İnceleme, 6100 sayılı Hukuk Muhakemeleri Kanunu’nun(HMK) 355. maddesi hükmü uyarınca istinaf dilekçelerinde belirtilen sebeplerle sınırlı olarak ve kamu düzenine aykırı hususların olup olmadığı gözetilerek yapılmıştır.Davacı çekin elinden rızası dışında çıkıp sahte imza ile tedavüle girdiğini, davalı bankanın takip yaptığını ,çekin haklı hamilinin kendileri olması gerektiğinden bahisle çekin davalı yandan istirdat edilip kendilerine teslimi talep ve dava edilmiştir.Dava konusu çekin ;…bank Beykent İstanbul Şubesine ait keşidecisi …Tic. San. Ltd. Şti olan, 31/07/2016 keşide tarihli 17.000,00-TL bedelli olduğu, lehdarın … olduğu, sırası ile… limited ve son hamil davalı banka olduğu anlaşılmaktadır.Çekin istirdadı talep edilmekle, davacının çek üzerinde meşru hakkını bilirkişi raporuna göre kanıtladığı ancak kanıtlamak zorunda olduğu diğer hususun ise hamilin çek iktisabında ağır kusurlu veya kötüniyetli olduğunu da kanıtlaması gerekmektedir.Her ne kadar davacı istinaf başvurusunda incelemenin Faktoring İşlemlerinde Uygulanacak Usul ve Esaslar Hakkında Yönetmeliğin 5. maddesi uyarınca yapılması gerektiğini ileri sürmüş ise de ;anılan yönetmelik faktoring işlemlerine ilişkin esaslar içermekte olup, banka kredi sözleşmesi gereği tahsil cirosu ile alınan çekte bu yönde bir inceleme yapılmasına gerek bulunmamaktadır. Zira faktoring işleminde esasen bir alacak temlik alındığından gerçek bir alacağın temliki olup olmadığının denetimi söz konusudur. Oysa tahsil cirosu ile bankaya cirolanan çek alacağın temliki hükümlerine tabi bir hukuki işlem değildir.İmza itirazının mutlaklığı ve herkese ileri sürülebilmesi menfi tespit davasında mümkün olup, çekte başka cirantaların da bulunması nedeni ile istirdad talebinin yasal koşulları bulunmadığı anlaşılmaktadır.HMK 355. Maddeye göre yapılan incelemede, mahkemenin görevli olduğu, kesin yetki kuralına tabi bir dava olmadığı, zorunlu arabuluculuk konusunda dava şartı eksikliğinin bulunmadığı, taraf ehliyetlerinde bir eksiklik bulunmadığı, taraf teşkilinin sağlandığı , tarafların teminat yükümlülüklerinin bulunmadığı, vekaletnamelerin dosyada olduğu, davada hukuki yarar bulunduğu, hak düşürücü süre uygulanmasını gerektirir bir uyuşmazlığın bulunmadığı, derdestlik veya kesin hüküm bulunmadığı ,harcın dava değerine ve niteliğine nazaran doğru hesaplandığı, gerekçeli karar ile hüküm fıkrası arasında çelişki bulunmadığı görülmüştür.
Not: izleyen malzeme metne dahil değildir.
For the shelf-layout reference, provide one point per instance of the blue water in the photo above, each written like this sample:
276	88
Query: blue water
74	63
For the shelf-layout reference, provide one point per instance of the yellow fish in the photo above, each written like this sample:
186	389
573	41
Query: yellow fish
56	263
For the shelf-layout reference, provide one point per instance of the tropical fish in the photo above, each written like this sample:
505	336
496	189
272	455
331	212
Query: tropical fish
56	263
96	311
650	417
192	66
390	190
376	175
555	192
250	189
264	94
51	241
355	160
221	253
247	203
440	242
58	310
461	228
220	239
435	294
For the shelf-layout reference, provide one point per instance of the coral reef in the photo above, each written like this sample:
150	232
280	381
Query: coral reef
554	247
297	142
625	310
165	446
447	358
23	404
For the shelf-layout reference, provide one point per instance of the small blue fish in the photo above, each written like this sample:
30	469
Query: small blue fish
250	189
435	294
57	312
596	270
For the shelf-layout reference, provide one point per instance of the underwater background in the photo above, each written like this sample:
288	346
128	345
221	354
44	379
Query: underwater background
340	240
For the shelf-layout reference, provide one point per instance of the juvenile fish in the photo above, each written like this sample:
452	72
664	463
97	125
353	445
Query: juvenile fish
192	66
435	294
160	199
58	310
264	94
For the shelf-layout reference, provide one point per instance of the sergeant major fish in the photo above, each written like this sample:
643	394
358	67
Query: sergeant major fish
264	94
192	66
Açıklanan nedenlerle davacı yanın istinaf başvurusunun esastan reddine karar vermek gerekmiştir.
H Ü K Ü M :Yukarıda açıklanan gerekçe ile
1 -Davacı yanın istinaf başvurusunun HMK 353/ 1-b-1 maddesi gereğince ESASTAN REDDİNE
2- Davacı yandan alınması gereken 59,30 TL karar ve ilam harcından peşin alınan 35,90 TL harcın mahsubu ile bakiye 23,40 TL harcın davacıdan alınıp Hazineye gelir yazılmasına
3- Davacı tarafından yapılan yargılama giderinin kendi üzerinde bırakılmasına
4- İstinaf incelemesi duruşmasız olarak yapılmış olmakla ücreti vekalet tayin ve takdirine yer olmadığına
Dair; dosya üzerinde yapılan istinaf incelemesi sonucu HMK’nun 362/1-a maddesi gereğince KESİN olmak üzere tarihinde ve oy birliğiyle karar verildi.